Finn sah ihn verwirrt und zugleich misstrauisch an.

„Was meinst du damit?“

Lauri zögerte und zuckte mit den Schultern. So richtig wusste er es wirklich selbst nicht. Aber irgendetwas war da im Gange.

„Ich weiß es auch nicht! Lass uns darüber jetzt nicht die Köpfe zerbrechen. Bald sind wir ohnehin weg von hier! Wasch dir lieber das ganze Blut ab. Ich mach uns was zu essen.“

Finn blieb noch einen Moment unschlüssig sitzen und betrachtete traurig seine blutverschmierten Hände. Aber als Lauri begann sich um die Vorräte zu kümmern, die er aus der Stadt mitgebracht hatte, setzte er sich doch in Bewegung und wanderte nach draußen, um sich im Fluss von den grausigen Andenken aus dem Dorf zu befreien.
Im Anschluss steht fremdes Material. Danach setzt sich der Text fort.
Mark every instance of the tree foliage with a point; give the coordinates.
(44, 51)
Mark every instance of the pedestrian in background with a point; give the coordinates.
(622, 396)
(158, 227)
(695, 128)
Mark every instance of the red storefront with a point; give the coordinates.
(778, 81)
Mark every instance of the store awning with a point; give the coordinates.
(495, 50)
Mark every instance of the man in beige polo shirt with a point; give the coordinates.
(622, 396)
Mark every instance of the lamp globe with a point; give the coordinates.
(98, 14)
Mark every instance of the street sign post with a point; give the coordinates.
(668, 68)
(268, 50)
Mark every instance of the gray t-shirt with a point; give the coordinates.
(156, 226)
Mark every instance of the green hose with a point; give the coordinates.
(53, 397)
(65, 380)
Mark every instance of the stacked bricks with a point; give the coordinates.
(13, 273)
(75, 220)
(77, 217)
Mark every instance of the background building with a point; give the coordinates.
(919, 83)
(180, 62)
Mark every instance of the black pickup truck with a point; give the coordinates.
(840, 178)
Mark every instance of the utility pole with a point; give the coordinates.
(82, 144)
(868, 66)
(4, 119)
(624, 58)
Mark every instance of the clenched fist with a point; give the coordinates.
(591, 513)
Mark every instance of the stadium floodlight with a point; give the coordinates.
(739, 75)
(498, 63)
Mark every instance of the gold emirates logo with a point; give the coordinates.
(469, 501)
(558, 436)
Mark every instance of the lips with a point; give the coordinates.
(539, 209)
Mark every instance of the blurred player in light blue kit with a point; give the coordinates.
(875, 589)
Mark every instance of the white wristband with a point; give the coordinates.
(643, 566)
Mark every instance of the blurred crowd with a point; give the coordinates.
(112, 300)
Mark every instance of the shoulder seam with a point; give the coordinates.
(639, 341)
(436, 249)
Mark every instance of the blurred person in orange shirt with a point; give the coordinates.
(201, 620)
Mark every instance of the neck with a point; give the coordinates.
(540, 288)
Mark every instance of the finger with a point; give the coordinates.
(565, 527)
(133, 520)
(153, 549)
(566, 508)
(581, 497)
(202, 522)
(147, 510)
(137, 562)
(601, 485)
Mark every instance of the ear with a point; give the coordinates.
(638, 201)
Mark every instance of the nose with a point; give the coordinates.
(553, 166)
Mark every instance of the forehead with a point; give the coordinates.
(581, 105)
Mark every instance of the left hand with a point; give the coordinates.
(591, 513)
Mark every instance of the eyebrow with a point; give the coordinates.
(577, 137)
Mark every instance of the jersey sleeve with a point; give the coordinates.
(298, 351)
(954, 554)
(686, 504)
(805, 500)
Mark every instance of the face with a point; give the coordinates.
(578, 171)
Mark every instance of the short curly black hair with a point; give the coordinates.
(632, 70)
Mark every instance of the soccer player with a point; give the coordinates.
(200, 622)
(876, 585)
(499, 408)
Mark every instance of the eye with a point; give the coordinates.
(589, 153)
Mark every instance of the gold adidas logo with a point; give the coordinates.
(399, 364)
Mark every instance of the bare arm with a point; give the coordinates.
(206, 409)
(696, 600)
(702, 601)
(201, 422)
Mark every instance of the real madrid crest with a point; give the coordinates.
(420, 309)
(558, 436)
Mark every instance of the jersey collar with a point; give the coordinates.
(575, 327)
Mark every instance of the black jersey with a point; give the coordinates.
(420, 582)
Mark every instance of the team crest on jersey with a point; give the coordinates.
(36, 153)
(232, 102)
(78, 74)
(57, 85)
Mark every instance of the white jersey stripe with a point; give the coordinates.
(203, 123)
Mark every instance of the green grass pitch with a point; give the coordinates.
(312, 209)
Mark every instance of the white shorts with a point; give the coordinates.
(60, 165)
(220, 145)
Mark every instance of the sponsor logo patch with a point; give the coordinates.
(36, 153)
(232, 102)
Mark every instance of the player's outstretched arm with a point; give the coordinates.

Lauri selbst versuchte ebenso den Kopf frei zu bekommen, während er den Tisch deckte. Finns Anblick eben hatte ihm wirklich das Blut in den Adern gefrieren lassen. Und ein wenig brodelte die Wut darüber in ihm, dass Finn mal wieder nicht auf ihn gehört hatte und zum Dorf gewandert war. Die Erleichterung, dass ihm nichts geschehen war, überwog allerdings und sein Entschluss Wessington Forrest und die ganze Gegend so schnell wie möglich zu verlassen wurde abermals gefestigt.

„LAURI!“

Der entsetzte Schrei seines Freundes ließ ihn reflexartig herumwirbeln und zur Tür stürzen. Tausend Gedanken stürzten über ihn herein. Hatten Genzo und Colin ihr Versteck doch entdeckt? War Finn vielleicht jemand gefolgt?

Sofort verschaffte Lauri sich einen Überblick über das Gelände als er aus der Hütte rannte. Doch Finn war allein … oder?!